M. le président. La parole est à M. Serge Letchimy.

M. Serge Letchimy. Respectueux de la séparation des pouvoirs, je n'ai pas pour habitude de commenter les décisions de justice, mais je ne peux rester indifférent à l'éventualité du classement sans suite de la plainte déposée il y a quatorze ans par des associations environnementales à la suite de la pollution au chlordécone de la Martinique et de la Guadeloupe. Une telle décision risquerait d'être interprétée non seulement comme un déni de justice, mais aussi comme une provocation humiliante et un dédain des principes républicains qui imposent à tous le respect de la dignité humaine.

Ce pesticide a fait des ravages considérables sur la santé des populations. Des secteurs économiques sont sinistrés, particulièrement celui de l'agriculture endogène. Mais une autre activité est en train de s'effondrer à un rythme très alarmant : la pêche.

Les chiffres sont sans appel : un tiers des côtes martiniquaises sont interdites à la pêche car polluées ; en dix ans, le nombre de pêcheurs et le volume de la production locale ont été divisés par deux ; la pollution des eaux côtières contraint de pêcher plus au large, ce qui, en entraînant des surcoûts destructeurs auxquelles s'ajoutent des interdictions kilométriques imposées par l'État de façon aléatoire, prive les pêcheurs de toute perspective de survie. Plus grave encore, le niveau d'endettement social des marins-pêcheurs, estimé à 3,5 millions d'euros, rend impossible l'accès des professionnels aux aides publiques nationales et européennes, ce qui pénalise durablement la filière. Ce cycle infernal conduira à terme à la disparition des pêcheurs côtiers…
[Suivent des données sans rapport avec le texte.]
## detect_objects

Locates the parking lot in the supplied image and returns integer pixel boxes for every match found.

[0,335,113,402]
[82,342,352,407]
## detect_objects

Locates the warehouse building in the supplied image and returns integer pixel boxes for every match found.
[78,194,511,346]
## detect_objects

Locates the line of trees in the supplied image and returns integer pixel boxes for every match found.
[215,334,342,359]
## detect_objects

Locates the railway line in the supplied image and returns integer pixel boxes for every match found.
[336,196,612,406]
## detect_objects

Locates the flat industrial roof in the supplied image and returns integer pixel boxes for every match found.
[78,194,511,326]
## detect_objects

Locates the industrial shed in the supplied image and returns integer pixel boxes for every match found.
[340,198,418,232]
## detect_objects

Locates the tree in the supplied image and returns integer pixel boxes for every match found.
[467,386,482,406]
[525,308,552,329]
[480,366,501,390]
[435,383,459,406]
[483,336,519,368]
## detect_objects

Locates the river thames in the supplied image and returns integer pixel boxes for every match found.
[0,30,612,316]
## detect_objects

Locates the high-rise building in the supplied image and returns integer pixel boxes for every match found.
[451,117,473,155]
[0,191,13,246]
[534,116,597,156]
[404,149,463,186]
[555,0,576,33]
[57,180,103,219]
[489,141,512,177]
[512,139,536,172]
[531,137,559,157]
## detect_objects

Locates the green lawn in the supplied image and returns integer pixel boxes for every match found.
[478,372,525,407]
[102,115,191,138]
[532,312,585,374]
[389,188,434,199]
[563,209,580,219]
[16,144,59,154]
M. Jimmy Pahun. Exactement !

M. Serge Letchimy. …et à la mise à mort d'une activité économique traditionnelle qui contribue à l'autonomie alimentaire de la Martinique.
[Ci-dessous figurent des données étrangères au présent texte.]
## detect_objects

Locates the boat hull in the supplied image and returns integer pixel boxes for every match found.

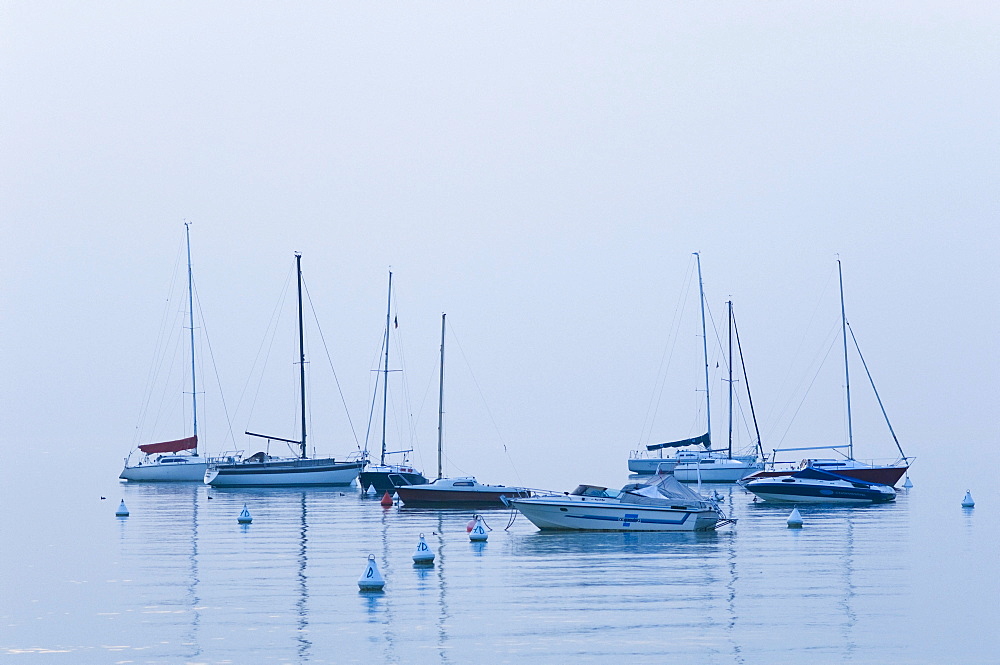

Monsieur le Premier ministre, avec l'ensemble des parlementaires martiniquais, je vous fais part de trois demandes des pêcheurs locaux : l'exonération des charges URSSAF des marins-pêcheurs, l'instauration d'un dispositif d'apurement et d'effacement de dettes, et la mise en place d'un plan de soutien à la modernisation de la flotte. Répondre à ces attentes, c'est sauver une filière locale et avancer vers ce que le Président de la République lui-même considère comme incontournable : la réparation. Comment comptez-vous respecter cet engagement ? (Applaudissements sur les bancs du groupe LR.)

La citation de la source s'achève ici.